Investigating the Census Data
The first page in this section carries the data recorded when the census was taken in Overstrand in 1841. The tools on the page enable you to analyse that data and draw conclusions from it. You can print out the page for reference by using the print icon on the top right of the page.
This diagram below will help you understand how you can carry out analysis by searching, sorting and drawing graphs using the data.
Think of the data set as being 243 records cards, one for each person in the village on the day of the census. Well, that's not quite right as you'll find sometimes the census officer found an empty house and he had to record that as well! There's another page in this section with more background about the censuses taken in the 19th century.
Have a look through the diagram then try some of the examples further down the page.
What was the occupation of the people in the village?
Go to the lower box, click on the arrow of the drop-down menu of the 'Field' and choose occupation. Leave all the other boxes and just click 'Draw Chart'.
You'll have a 'Pie Chart' which can tell us quite a lot!

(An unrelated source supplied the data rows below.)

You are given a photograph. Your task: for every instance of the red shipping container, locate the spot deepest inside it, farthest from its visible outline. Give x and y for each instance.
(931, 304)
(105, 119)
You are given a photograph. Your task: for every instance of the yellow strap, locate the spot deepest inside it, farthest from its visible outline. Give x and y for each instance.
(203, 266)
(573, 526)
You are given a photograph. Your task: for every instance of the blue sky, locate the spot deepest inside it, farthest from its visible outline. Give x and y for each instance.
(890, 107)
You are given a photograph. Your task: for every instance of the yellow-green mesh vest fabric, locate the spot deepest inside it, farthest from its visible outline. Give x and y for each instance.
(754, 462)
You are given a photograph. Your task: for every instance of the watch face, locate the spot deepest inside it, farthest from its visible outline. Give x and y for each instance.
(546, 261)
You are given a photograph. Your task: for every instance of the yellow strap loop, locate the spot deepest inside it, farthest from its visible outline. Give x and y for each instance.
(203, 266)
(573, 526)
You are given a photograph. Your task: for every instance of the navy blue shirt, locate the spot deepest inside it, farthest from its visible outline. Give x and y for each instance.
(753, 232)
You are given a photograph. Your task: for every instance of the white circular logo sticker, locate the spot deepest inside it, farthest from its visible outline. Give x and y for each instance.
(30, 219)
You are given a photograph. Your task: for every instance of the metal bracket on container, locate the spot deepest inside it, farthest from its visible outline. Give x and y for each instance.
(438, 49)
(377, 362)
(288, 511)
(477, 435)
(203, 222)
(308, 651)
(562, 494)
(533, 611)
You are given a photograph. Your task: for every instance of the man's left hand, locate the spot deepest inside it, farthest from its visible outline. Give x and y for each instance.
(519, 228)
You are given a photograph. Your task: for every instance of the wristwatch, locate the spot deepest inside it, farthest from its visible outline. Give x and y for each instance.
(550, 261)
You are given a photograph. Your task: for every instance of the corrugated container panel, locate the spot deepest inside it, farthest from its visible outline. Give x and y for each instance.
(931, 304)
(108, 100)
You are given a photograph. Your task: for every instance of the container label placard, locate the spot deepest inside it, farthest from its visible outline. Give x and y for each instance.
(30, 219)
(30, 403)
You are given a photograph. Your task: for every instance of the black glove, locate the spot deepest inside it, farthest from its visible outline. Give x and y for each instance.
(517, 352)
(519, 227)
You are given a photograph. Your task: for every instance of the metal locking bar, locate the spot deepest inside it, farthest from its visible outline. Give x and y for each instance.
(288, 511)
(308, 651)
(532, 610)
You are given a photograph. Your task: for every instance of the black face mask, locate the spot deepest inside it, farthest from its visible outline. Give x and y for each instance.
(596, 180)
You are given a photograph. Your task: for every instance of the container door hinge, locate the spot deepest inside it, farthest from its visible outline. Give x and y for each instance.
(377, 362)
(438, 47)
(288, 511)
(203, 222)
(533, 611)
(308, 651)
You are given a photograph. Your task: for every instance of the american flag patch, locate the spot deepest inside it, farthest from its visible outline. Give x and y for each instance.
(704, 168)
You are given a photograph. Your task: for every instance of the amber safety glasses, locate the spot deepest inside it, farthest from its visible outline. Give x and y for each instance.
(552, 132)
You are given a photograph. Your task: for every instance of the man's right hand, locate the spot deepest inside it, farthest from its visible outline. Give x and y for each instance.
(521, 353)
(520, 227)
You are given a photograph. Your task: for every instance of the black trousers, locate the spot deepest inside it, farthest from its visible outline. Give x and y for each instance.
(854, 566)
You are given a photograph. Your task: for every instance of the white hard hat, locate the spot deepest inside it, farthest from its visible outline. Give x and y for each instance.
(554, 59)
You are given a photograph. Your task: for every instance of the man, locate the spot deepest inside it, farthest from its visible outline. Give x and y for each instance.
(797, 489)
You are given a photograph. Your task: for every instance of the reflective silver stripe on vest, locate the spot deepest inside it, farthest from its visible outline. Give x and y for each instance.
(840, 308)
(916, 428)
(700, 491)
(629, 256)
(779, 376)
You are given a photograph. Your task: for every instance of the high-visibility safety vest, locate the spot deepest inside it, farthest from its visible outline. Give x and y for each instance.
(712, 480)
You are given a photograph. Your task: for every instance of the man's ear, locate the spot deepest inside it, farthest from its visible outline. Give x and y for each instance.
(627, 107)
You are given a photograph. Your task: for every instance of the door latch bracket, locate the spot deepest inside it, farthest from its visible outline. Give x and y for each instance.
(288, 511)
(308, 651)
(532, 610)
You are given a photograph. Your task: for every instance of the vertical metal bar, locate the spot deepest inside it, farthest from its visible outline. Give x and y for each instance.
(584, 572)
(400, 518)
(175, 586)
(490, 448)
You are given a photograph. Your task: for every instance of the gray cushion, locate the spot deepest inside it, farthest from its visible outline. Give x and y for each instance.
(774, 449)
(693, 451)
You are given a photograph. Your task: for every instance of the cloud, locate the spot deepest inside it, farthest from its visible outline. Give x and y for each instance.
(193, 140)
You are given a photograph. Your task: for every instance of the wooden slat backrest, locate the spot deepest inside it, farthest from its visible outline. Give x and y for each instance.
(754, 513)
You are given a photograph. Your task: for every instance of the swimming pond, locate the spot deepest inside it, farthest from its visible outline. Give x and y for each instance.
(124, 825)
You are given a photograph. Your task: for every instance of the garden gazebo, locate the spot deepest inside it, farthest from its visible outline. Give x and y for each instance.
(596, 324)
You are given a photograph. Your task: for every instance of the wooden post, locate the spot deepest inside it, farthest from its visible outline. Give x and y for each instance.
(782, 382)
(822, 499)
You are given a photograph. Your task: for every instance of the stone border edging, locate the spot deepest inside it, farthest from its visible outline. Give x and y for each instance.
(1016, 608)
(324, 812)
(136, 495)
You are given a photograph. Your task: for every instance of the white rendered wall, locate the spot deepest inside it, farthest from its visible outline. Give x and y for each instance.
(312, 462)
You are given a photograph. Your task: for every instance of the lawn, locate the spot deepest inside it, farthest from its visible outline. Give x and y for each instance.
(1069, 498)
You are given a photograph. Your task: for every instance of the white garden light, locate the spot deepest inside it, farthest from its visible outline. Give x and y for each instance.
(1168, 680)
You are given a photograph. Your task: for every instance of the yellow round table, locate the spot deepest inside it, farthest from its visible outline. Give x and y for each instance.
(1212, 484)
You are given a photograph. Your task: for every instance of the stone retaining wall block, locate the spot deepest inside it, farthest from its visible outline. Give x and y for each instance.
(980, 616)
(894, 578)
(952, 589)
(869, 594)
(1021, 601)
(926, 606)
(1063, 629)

The first thing it tells us is that it wasn't considered worthwhile recording what a large part of the population did! You could carry out a search to find out more about that section but you can probably guess the limitations of the data - in respect of males and females.
It might be helpful to just graph those for whom an occupation is recorded. Let's search before graphing this time.
Go to the 'Search' box. Choose 'Occupation in the left hand side drop-down menu. Choose 'is not empty' in the next box. Click on the 'Do search' button.
How many records do you have? These are only the records with data on the persons occupation.
In the 'Display Chart' box, choose the Field as 'Occupation, the graph as 'Pie Chart' and change the next box from 12 to 20. What is the most common means of making a living? Are there any occupations that don't continue today?